Overview
PyPi module | N/A | |||||||||||||||||||||||||
git repository | https://bitbucket.org/arrizza-public/running-average | |||||||||||||||||||||||||
git command | git clone git@bitbucket.org:arrizza-public/running-average.git | |||||||||||||||||||||||||
Verification Report | https://arrizza.com/web-ver/running-average-report.html | |||||||||||||||||||||||||
Version Info |
|
- installation: see https://arrizza.com/setup-common
Summary
It is sometimes necessary to keep track of an average for a list of numbers that are input only one at a time.
Scripts
- See Quick Start for information on using scripts.

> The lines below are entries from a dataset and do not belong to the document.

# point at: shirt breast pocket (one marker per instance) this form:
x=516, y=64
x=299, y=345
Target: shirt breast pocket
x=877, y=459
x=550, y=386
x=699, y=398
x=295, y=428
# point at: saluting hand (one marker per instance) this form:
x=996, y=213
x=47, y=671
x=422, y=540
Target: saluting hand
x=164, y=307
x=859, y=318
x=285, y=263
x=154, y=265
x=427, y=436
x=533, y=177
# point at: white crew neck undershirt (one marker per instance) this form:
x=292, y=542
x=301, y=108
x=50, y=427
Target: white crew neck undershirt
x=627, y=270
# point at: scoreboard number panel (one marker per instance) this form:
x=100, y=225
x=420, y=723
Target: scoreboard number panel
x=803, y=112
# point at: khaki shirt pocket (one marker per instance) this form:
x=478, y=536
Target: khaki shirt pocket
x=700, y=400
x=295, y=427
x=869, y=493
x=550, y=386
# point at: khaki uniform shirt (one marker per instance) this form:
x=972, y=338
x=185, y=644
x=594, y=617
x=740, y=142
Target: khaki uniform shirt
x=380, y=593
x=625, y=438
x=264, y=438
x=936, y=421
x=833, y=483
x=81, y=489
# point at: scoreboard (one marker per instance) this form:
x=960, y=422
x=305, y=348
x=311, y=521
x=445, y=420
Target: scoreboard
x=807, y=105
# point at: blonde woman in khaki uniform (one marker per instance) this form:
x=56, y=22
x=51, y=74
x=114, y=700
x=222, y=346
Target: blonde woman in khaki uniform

- See xplat-utils submodule for information on the submodule.
Using the full list
The average of a set of numbers is the sum of the numbers divided by the number of items.
In code this looks like:
#include <iostream>
#define N 5
int list[N];
void use_full_list(int* list)
{
int sum = 0;
for (int i = 0; i < N; ++i)
{
sum += list[i];
}
double average = (double) sum / N;
printf("%-15s: sum: %3d N: %3d average: %.2f\n", "full list", sum, N, average);
}
int main(void)
{
list[0] = 1;
list[1] = 2;
list[2] = 4;
list[3] = 3;
list[4] = 2;
use_full_list(list);
return 0;
}
which generates this output:
full list : sum: 12 N: 5 average: 2.40
Running Average
But this requires the full set of numbers to calculate. What if we didn't want to store the full set of numbers?

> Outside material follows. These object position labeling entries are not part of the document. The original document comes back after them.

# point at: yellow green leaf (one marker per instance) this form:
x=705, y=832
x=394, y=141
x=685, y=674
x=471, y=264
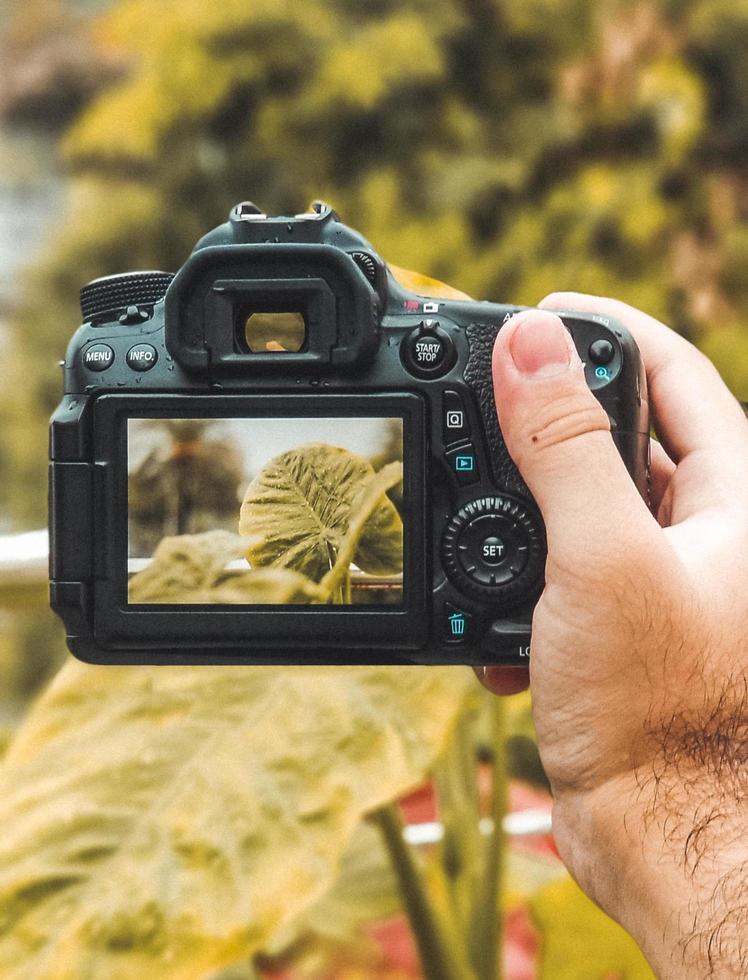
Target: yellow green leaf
x=298, y=511
x=580, y=942
x=163, y=822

void one_at_a_time(int val, int& num_elems, int& sum, double& average)
{
num_elems += 1;
sum += val;
average = (double) sum / num_elems;
printf("%-15s: sum: %3d N: %3d average: %.2f\n", "one at a time", sum, num_elems, average);
}
// and in main()
int num_elems = 0;
int sum = 0;
double average = 0.0;
for (int i = 0; i < N; ++i)
{
one_at_a_time(list[i], num_elems, sum, average);
}
gives output:
one at a time : sum: 1 N: 1 average: 1.00
one at a time : sum: 3 N: 2 average: 1.50
one at a time : sum: 7 N: 3 average: 2.33
one at a time : sum: 10 N: 4 average: 2.50
one at a time : sum: 12 N: 5 average: 2.40
In other words, we get the same final result, but we can calculate the average on the fly.
Storing the Average
But notice the sum in the output above, it keeps going up 1, 3, 7 etc. It may be possible that we overflow the variable sum.
void only_average(int val, int& num_elems, double& average)
{
double sum = average * num_elems;
sum += val;
num_elems += 1;
average = sum / num_elems;
printf("%-15s: sum: %5.2f N: %3d average: %5.2f\n", "only average", sum, num_elems, average);
}
// and in main()
int num_elems2 = 0;
double average2 = 0.0;
for (int i = 0; i < N; ++i)
{
only_average(list[i], num_elems2, average2);
}
The output is:
only average : sum: 1.00 N: 1 average: 1.00
only average : sum: 3.00 N: 2 average: 1.50
only average : sum: 7.00 N: 3 average: 2.33
only average : sum: 10.00 N: 4 average: 2.50
only average : sum: 12.00 N: 5 average: 2.40
Again, we get the same final average but this time we only store a couple of variables.
Caveats
Note that the line
double sum = average * num_elems;
can still overflow.
And also note that this may not be exactly equal to $\(average * num\)$ since it is finite arithmetic.